In his preface, Anderson admits that he initially avoided taking on the Dakota War of 1862 as a younger historian because the war “is a conflict of corruption, and magnified by extreme violence in which thousands suffered on both sides (xii).” With the benefit of wisdom and perspective, Anderson produces a well-researched and readable history that avoids narratives and myth and captures historical truth.

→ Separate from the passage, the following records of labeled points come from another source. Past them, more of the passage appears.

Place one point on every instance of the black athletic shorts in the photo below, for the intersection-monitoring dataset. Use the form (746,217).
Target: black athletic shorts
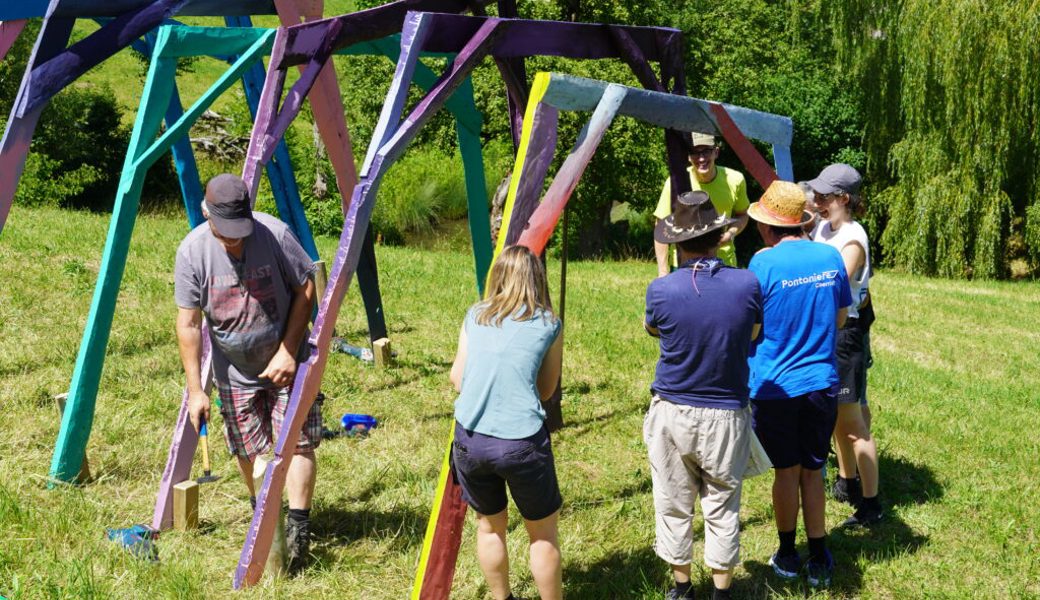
(485,465)
(852,363)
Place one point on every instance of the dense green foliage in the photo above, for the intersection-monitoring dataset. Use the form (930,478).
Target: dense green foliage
(951,105)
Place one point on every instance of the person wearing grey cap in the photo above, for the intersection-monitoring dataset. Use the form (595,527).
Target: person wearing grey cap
(837,199)
(727,189)
(248,276)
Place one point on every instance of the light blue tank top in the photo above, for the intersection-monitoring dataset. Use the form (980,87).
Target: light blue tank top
(499,393)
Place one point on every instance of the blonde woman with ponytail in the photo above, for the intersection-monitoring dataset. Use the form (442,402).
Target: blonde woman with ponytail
(508,363)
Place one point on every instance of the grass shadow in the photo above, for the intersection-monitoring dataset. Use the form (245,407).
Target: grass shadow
(333,526)
(904,483)
(618,575)
(577,427)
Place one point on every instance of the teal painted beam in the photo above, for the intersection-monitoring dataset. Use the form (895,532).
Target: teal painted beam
(78,417)
(144,151)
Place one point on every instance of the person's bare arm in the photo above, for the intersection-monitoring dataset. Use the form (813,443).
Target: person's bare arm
(735,229)
(548,374)
(459,366)
(282,367)
(189,343)
(854,258)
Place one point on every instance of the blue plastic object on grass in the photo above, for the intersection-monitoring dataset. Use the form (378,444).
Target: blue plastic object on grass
(358,424)
(137,540)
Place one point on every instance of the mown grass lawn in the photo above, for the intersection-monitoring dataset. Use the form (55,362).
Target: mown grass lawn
(954,392)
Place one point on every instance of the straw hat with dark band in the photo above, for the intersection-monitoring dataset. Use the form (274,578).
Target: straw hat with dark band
(694,216)
(782,205)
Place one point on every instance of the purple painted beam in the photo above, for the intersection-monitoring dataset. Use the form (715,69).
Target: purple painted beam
(15,146)
(370,24)
(309,373)
(327,105)
(536,167)
(9,30)
(56,74)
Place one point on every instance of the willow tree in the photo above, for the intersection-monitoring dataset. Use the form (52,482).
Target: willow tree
(952,104)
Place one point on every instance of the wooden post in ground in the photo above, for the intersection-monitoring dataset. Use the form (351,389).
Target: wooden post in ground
(84,469)
(186,505)
(320,280)
(381,353)
(278,563)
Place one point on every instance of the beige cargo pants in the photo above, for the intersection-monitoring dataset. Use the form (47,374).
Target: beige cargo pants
(697,451)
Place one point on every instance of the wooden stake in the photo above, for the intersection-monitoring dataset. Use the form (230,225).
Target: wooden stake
(381,351)
(278,564)
(320,280)
(84,469)
(186,505)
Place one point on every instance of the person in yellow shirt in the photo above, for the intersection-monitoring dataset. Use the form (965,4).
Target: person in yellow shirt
(726,188)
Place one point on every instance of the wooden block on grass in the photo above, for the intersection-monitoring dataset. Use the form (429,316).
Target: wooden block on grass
(84,469)
(186,505)
(381,351)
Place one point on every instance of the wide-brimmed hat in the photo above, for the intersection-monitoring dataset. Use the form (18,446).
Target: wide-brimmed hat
(228,204)
(782,205)
(697,138)
(837,178)
(694,216)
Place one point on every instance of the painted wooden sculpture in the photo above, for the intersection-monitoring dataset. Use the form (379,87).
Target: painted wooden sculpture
(472,38)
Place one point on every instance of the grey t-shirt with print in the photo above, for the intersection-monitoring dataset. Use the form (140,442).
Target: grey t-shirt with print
(245,302)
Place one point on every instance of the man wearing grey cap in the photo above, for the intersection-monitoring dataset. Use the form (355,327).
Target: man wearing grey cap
(248,275)
(727,189)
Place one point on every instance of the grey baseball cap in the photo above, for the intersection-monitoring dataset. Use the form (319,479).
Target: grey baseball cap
(228,203)
(837,178)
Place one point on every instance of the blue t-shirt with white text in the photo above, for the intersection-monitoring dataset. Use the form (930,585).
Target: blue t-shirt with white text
(804,286)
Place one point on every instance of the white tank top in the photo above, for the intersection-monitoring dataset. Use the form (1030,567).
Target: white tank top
(850,232)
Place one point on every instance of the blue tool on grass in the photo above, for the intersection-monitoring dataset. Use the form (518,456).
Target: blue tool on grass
(358,424)
(137,540)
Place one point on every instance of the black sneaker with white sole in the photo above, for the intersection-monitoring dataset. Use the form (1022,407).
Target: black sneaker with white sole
(864,517)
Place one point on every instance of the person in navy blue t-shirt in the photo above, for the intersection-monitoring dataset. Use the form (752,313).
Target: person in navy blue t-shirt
(698,428)
(794,370)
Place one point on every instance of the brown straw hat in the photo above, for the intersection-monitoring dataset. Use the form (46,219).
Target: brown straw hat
(782,205)
(695,215)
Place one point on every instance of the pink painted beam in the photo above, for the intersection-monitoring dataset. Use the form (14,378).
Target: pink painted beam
(753,161)
(9,30)
(183,447)
(309,373)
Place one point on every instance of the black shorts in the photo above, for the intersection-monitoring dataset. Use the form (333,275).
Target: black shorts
(485,465)
(797,431)
(852,354)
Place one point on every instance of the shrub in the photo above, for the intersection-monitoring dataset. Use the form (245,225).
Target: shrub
(77,152)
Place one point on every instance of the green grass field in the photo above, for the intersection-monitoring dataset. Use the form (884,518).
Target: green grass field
(954,392)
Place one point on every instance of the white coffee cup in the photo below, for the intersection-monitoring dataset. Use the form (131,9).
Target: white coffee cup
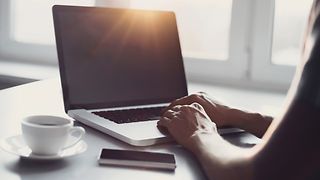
(48,135)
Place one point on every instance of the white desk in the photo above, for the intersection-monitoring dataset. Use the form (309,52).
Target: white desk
(45,97)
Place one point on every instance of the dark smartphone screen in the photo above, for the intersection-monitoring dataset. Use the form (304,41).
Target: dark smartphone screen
(137,156)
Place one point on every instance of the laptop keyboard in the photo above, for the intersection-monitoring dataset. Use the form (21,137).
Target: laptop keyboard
(131,115)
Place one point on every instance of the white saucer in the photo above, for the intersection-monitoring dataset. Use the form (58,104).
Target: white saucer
(16,145)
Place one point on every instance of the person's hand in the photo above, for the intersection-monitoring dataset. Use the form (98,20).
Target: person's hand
(184,122)
(218,113)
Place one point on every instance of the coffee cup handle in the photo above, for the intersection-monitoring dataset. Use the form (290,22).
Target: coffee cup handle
(75,130)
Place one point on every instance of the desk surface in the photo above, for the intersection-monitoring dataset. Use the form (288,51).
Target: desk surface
(45,97)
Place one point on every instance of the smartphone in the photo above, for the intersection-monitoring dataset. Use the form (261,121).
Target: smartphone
(137,159)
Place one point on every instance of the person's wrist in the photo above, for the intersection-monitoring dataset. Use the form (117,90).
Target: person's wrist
(199,142)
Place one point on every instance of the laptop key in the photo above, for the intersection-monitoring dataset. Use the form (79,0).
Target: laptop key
(131,115)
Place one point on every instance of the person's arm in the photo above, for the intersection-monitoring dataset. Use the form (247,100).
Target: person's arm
(222,115)
(191,127)
(291,145)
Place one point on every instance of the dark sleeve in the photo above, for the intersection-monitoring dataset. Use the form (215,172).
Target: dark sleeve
(293,150)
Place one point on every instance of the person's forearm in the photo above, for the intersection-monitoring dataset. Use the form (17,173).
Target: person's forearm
(221,160)
(254,123)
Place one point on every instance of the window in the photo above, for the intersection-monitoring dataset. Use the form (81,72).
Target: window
(227,41)
(289,26)
(277,36)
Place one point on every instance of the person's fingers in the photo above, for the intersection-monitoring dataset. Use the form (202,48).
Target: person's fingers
(176,108)
(169,114)
(164,121)
(197,106)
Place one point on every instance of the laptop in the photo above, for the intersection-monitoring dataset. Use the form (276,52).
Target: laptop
(119,68)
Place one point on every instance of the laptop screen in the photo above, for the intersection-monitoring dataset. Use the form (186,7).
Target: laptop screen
(118,57)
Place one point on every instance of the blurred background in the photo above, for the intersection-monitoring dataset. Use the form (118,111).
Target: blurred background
(240,43)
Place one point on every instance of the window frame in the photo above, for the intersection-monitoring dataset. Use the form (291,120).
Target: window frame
(262,68)
(250,48)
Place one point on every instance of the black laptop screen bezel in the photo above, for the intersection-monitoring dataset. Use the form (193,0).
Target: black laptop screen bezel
(56,9)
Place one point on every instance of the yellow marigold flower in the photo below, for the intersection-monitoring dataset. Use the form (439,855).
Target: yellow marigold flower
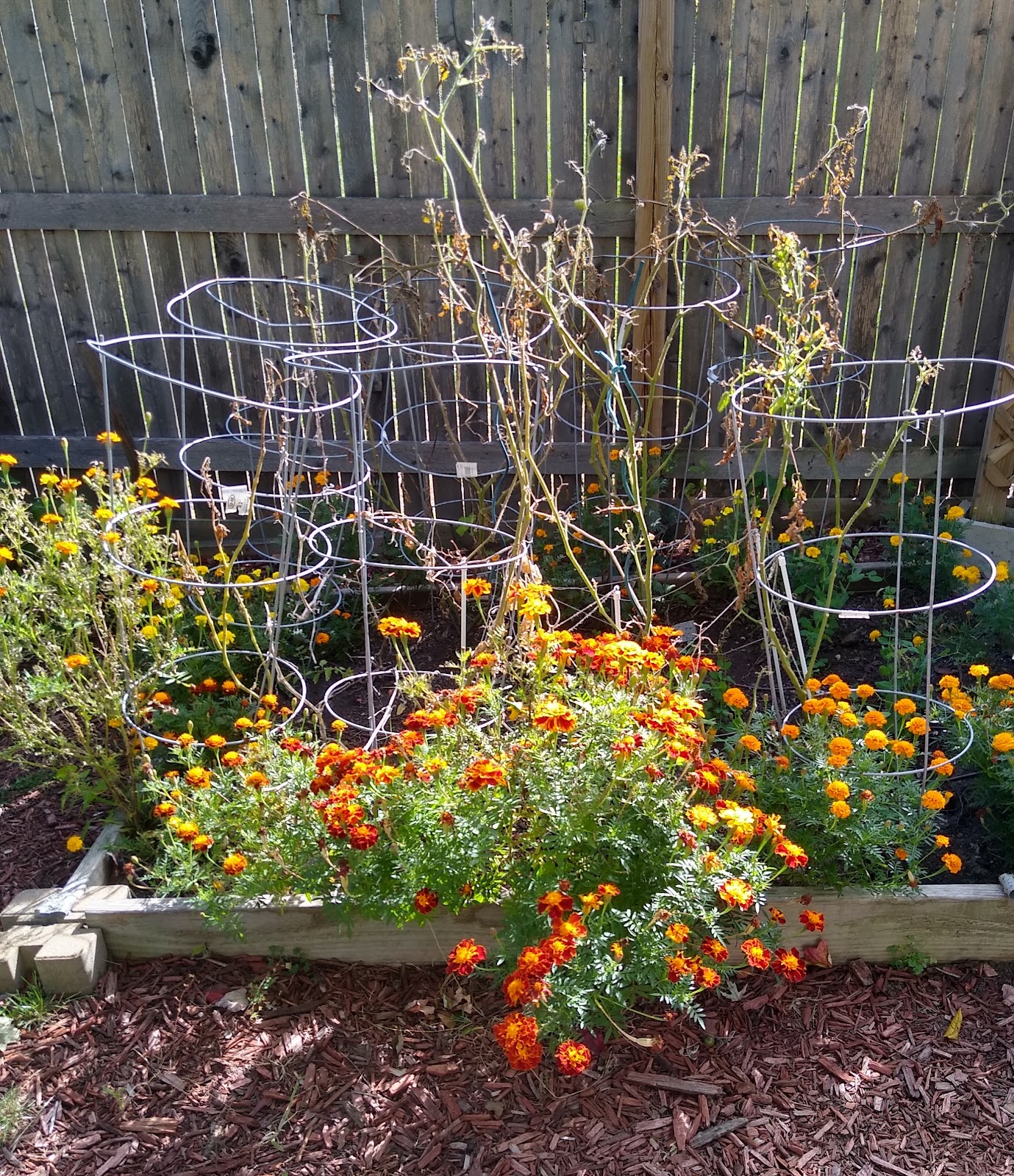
(398,627)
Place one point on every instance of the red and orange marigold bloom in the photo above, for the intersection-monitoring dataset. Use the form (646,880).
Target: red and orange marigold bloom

from the preface: "The effort before you is a comprehensive history of what has often been called an "outbreak" but was a bloody conflict that turned into all-out war in which almost everyone on both sides suffered terribly and few, if any, emerged as heroes. ...It resulted in the deaths of more than 600 settlers and dozens of soldiers and militiamen. .... the aftermath of the massacre involved the ethnic cleansing of 6,000 Dakota Indians from Minnesota." Many men whose names are on buildings, streets, and statues in Minnesota participated to some degree in the ethnic cleansing, including the hanging of 38 Dakota Indians in Mankato on Dec 26, 1862. (President Lincoln, already overwhelmed with the Civil War and the continuing losses suffered by the Union Army, intervened, and the number of those found guilty and headed for the gallows was whittled from 303 to 38. It's a complex story that was certainly not part of my formal education, and difficult though it is to read about ethnic cleaning and massacre of women and children, I am satisfied that now I have better understanding of this era of American history.
Well done and very readable. Helpful in understanding the plight of the Indigenous Peoples of the Midwest. Minnesota was at one time the "Wild West." My great grandparents were among the newly arrived Germans at the time of the events. They settled the lands ceded by the Dakota.